SYSTEM_EXTENSIONS (packages/extensions/src/system-extension-inventory.ts) ship locked on install. lockSystemExtensionsAtBoot also locks every requiredInProd package in production (required-implies-locked). A drift test asserts the inventory is a subset of cinatra.requiredExtensions (root package.json).

dependency-closure.ts computes the transitive closure over active | locked rows only — an archived dependency counts as MISSING. assertInstallClosure fails install on a required-missing dependency; assertArchiveDoesNotBreakClosure blocks archive/uninstall when an active dependent requires the target. optionalMissingBehaviorForKind declares per-kind optional-missing behavior (agent → stop-run-hitl, connector → skip-step-audit, skill/artifact → log-continue, workflow → fail-instantiate). Dependencies are capability-based and declared as required vs optional — see extension-access-contract.md for how the same manifest scopes access.

  • Dev (CINATRA_RUNTIME_MODE=development): recordDevExtensionVersion (dev-version.ts) updates the manifest source to 0.0.0-dev.<sha> in place. The dev instance consumes git checkouts under extensions/ through cinatra setup — no registry publish.
  • Prod (tagged release): an ext-v<semver> tag triggers .github/workflows/extension-tag-publish.yml. publish-authority.ts enforces strict semver plus the release-manager gate.
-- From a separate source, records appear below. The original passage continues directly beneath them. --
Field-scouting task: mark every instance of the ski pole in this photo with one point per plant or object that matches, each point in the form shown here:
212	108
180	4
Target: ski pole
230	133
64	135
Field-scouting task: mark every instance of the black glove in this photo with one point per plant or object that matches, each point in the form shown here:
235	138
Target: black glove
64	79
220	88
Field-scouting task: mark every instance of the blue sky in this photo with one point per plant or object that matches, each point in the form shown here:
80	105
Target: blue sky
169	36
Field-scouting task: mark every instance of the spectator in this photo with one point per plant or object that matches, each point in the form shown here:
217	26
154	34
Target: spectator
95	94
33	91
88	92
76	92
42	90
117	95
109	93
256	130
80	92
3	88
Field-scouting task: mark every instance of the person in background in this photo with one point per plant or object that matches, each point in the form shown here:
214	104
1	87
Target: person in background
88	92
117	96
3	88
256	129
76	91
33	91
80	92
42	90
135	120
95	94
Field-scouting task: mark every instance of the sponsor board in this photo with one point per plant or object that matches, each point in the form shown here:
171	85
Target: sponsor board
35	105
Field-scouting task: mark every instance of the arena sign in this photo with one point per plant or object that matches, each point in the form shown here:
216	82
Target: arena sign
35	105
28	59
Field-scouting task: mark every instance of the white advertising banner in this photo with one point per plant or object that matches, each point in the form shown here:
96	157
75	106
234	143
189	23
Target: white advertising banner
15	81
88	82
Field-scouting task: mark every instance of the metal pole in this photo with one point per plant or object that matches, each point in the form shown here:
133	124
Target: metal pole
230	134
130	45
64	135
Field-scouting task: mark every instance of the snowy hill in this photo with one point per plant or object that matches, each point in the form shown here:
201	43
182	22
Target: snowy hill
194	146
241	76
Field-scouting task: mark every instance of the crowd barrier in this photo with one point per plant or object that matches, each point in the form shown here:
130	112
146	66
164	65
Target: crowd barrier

The Verdaccio config (docker/verdaccio/config.yaml) sets unpublish: nobody — immutable-on-publish. Lifecycle primitives never yank or delete from the registry. Registry actions affect published versions; lifecycle actions affect installed state.

add-from-chat.tsdetectSourceRef detects a GitHub URL, a name@version reference (a private @cinatra-ai/* resolves to the Verdaccio registry, else npm), or a local path; buildProposal returns a structured propose-confirm payload (requiresConfirmation: true). Chat never auto-installs; an admin or release manager confirms, then the lifecycle primitive executes.

lifecycle-ui.tslifecycleBadgesFor (locked / required / source / version badge descriptors mapped to shadcn <Badge> variants), disabledActionReason (“Cannot uninstall — locked; archive instead”), matchesLifecycleFilter (filter by kind / status / source / locked / required plus free-text). Rendered via components/lifecycle-badges.tsx.

Teardown removes the extension’s registered surfaces from the running instance: its agents, connectors, artifacts, skills, workflows, setup pages, settings pages, MCP tools, object types, and capability providers stop being exposed. What happens to the extension’s data depends on the operation:

  • Archive is reversible suspension. It preserves run history and the extension’s org-scoped settings and objects, so a Restore brings the extension back with its configuration intact. Normal access stops while past work remains available.
  • Hard removal (uninstall / force_delete / purge / registry_remove) deletes the extension’s scoped settings, secrets, and dev-fixture provenance. This fires a durable, awaited, idempotent data-teardown hook on hard removal only — never on archive.

See extension-data-ownership.md for the exact keyspaces removed and the retention semantics, and extension-access-contract.md for how access rows are torn down alongside the row.

  • Kind coverage — every kind has a typeId, a bootstrap handler, a registry parser entry, naming-conformance, marketplace, and purge coverage.
  • Canonical-gate reach — no status write outside the primitive; raw SQL and Drizzle writes are confined to the canonical store; every surviving per-kind writer is baseline-allow-listed (a NEW writer trips the gate).

See extension-ioc-safeguards.md for the discovery and decoupling gates that keep core from statically naming any specific extension.